Die Erinnerung traf Fee wie eine Faust in den Bauch, und ihre Augen füllten sich mit Tränen. Sie spürte eine Hand auf ihrem Rücken.
»Fee, alles okay?«, fragte ihre beste Freundin Jessy besorgt. »Wir können auch wieder gehen.«
Fee atmete tief durch. »Danke, es geht schon.« Bevor sie hierhergekommen waren, hatte sie Jessy und ihrer Mutter das zusammengeklebte Schreiben des Forums gezeigt. Während Jessy wie erwartet entsetzt gewesen war, hatte ihre Mutter nur die Augen verdreht und gemeint, Fee solle sich wegen so einer Lappalie - Lappalie! - nicht aufregen.
»Fee, Herzchen«, rief ihre Mutter nun und zeigte auf eine Kleiderpuppe in einem üppigen Tülldress mit rosafarbenen 3-D-Blüten. Das trägerlose Oberteil war mit unzähligen Glitzersteinchen verziert. »Das hier musst du anziehen. Darin siehst du bestimmt aus wie eine Märchenprinzessin.«
Oh nein, dachte Fee, darin sehe ich eher aus wie eine Hochzeitstorte!
Yvonne, ihre Schwiegermutter in spe, rümpfte die Nase und wandte sich kopfschüttelnd an Fees Mutter. »Dieses Kleid geht gar nicht. Als zukünftige Frau eines Politikers braucht Felicia etwas Royales. Elegant, modern, aber auf keinen Fall kitschig und aufreizend.« Sie marschierte durch den Laden wie ein General und musterte sämtliche Kleider abschätzig. Fees Mutter richtete sich vor einem Spiegel ihr rotes, stark toupiertes Haar, dann folgte sie Yvonne und verteidigte das Glitzerkleid.

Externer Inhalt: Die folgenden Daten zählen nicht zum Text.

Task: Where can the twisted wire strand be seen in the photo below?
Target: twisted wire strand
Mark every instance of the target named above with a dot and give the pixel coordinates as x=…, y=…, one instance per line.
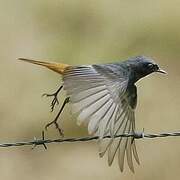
x=44, y=142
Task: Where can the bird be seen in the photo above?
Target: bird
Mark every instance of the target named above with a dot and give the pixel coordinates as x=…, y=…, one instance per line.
x=105, y=97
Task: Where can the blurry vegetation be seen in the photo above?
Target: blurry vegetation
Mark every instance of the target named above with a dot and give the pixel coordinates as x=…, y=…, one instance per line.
x=86, y=32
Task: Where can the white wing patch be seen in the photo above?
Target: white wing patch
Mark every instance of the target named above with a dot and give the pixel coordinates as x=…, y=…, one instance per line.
x=102, y=102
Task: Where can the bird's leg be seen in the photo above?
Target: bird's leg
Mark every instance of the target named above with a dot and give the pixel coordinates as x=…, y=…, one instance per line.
x=55, y=99
x=56, y=118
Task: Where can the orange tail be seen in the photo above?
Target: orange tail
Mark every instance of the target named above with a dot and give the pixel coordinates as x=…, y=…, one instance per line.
x=57, y=67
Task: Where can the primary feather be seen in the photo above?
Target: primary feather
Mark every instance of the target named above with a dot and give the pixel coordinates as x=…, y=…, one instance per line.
x=99, y=94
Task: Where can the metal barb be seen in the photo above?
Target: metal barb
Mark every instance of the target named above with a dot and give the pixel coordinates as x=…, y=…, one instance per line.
x=43, y=141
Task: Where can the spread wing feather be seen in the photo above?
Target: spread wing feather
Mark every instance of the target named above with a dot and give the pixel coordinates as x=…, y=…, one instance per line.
x=100, y=95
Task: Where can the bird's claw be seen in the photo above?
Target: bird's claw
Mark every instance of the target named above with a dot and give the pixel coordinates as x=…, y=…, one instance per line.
x=55, y=99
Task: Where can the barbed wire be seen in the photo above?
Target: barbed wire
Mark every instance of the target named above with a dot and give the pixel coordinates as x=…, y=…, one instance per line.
x=44, y=142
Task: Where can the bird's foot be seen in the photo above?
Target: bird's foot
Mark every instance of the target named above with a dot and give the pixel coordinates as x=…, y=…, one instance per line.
x=56, y=119
x=55, y=100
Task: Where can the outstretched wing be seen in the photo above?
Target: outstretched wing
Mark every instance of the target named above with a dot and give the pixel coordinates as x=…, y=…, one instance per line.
x=99, y=95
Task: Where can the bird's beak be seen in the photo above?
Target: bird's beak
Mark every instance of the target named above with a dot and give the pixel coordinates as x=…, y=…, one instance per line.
x=161, y=71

»Hör nicht auf die beiden«, flüsterte Jessy. »Zu dir passt ohnehin ein Vintagekleid am besten. Zart und verträumt. Du bist ein Elfentyp.«
Fee verzog das Gesicht. Sie mochte den Vergleich nicht besonders, auch wenn er in Anbetracht ihres Namens und ihres Äußeren durchaus zutraf. Sie hatte langes, feines und hellblondes Haar, blasse Haut und himmelblaue Augen. Sogar ihre Ohren glichen denen einer Elfe: leicht abstehend und groß. Früher in der Schule war sie deswegen oft gehänselt worden. Dumbo hatte man sie genannt, wie den kleinen Elefanten aus dem Zeichentrickfilm. Sie hatte immer versucht, ihre Ohren zu kaschieren, aber wegen ihres dünnen Haares war es ihr nie gelungen. Durch die Freundschaft zu Eva hatte sie mit der Zeit an Selbstbewusstsein gewonnen, und inzwischen stand sie zu ihrem Schönheitsfehler. Ach, Eva, dachte Fee verzweifelt.

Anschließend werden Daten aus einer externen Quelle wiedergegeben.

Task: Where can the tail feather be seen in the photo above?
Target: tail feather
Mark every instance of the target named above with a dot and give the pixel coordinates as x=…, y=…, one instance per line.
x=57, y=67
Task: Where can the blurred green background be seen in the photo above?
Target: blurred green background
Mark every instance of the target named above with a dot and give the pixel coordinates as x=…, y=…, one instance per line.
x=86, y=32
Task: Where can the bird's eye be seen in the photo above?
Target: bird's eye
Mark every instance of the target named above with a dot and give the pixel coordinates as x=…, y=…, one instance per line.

»Fee.« Jessy schien offenbar zu bemerken, dass sie nicht bei der Sache war, und sah sie bekümmert an. »Du musst diesen Brief vergessen, ja?«
Das kann ich nicht. Fee spürte, wie die Wut in ihr emporkroch. Wie konnte Evas Mörder es wagen, eine solche Bitte an sie zu stellen? Entschuldigen wollte er sich! Als könnte er dadurch alles wiedergutmachen. Aber Eva war tot! Eine Entschuldigung brachte sie nicht zurück. Verdammt!

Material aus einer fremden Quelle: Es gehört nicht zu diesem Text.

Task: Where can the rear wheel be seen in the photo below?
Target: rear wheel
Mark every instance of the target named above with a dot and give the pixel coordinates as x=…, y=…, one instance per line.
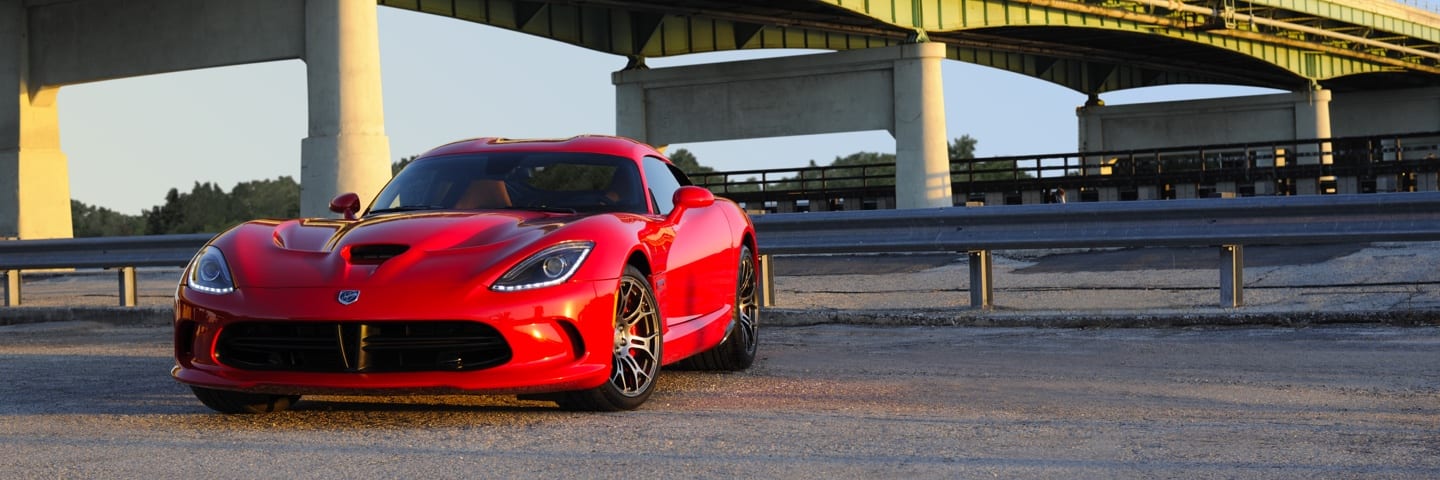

»Komm, wir schauen uns die Kleider an«, fuhr Jessy bemüht fröhlich fort. »Guck mal, das hier ist doch ganz hübsch.« Sie zeigte auf einen Traum aus champagnerfarbener Spitze, doch im selben Moment stieß Yvonne dazu. »Das ist viel zu schlicht. Da kann sie ja gleich im Nachthemd gehen.«
»Schätzchen«, meldete sich ihre Mutter, »bitte zieh doch das Kleid mit den rosa Blüten mal an. Mir zuliebe. Oh, und ich habe noch eines mit einer Schleife in der Taille gesehen.«
»Das ist alles Kitsch!«, zischte Yvonne. »Komm mit, Felicia, ich habe dort drüben etwas Passendes entdeckt.«
In dem Moment stieß eine lächelnde Kundenberaterin zu ihnen und wandte sich an Fee. »So, nun bin ich bereit für Sie. Haben Sie schon ein paar Kleider gesehen, die Ihnen gefallen?«
»Ich . nein .«
»Das macht nichts, wir finden schon etwas. Was für Vorstellungen haben -« Sie konnte den Satz nicht mal beenden, schon begannen Yvonne und Fees Mutter auf sie einzureden.
Fees Nerven vibrierten, ihr Herz raste. »Jetzt reicht's!«, schrie sie. »Hört endlich auf! Wenn, dann suche ich mir ein Kleid aus, das mir gefällt. Nur mir!« Sie bemerkte, wie schrill sich ihre Stimme anhörte, und hielt inne. Ihre Mutter, Jessy und Yvonne schauten sie fassungslos an, genauso wie die Angestellte und ein paar Kundinnen. »Aber wisst ihr was, ich will kein Kleid. Und auch keine Hochzeit. Das war Evas Traum, nicht meiner.« Tränen füllten ihre Augen. »Ich kann das nicht.« Sie rannte aus dem Laden.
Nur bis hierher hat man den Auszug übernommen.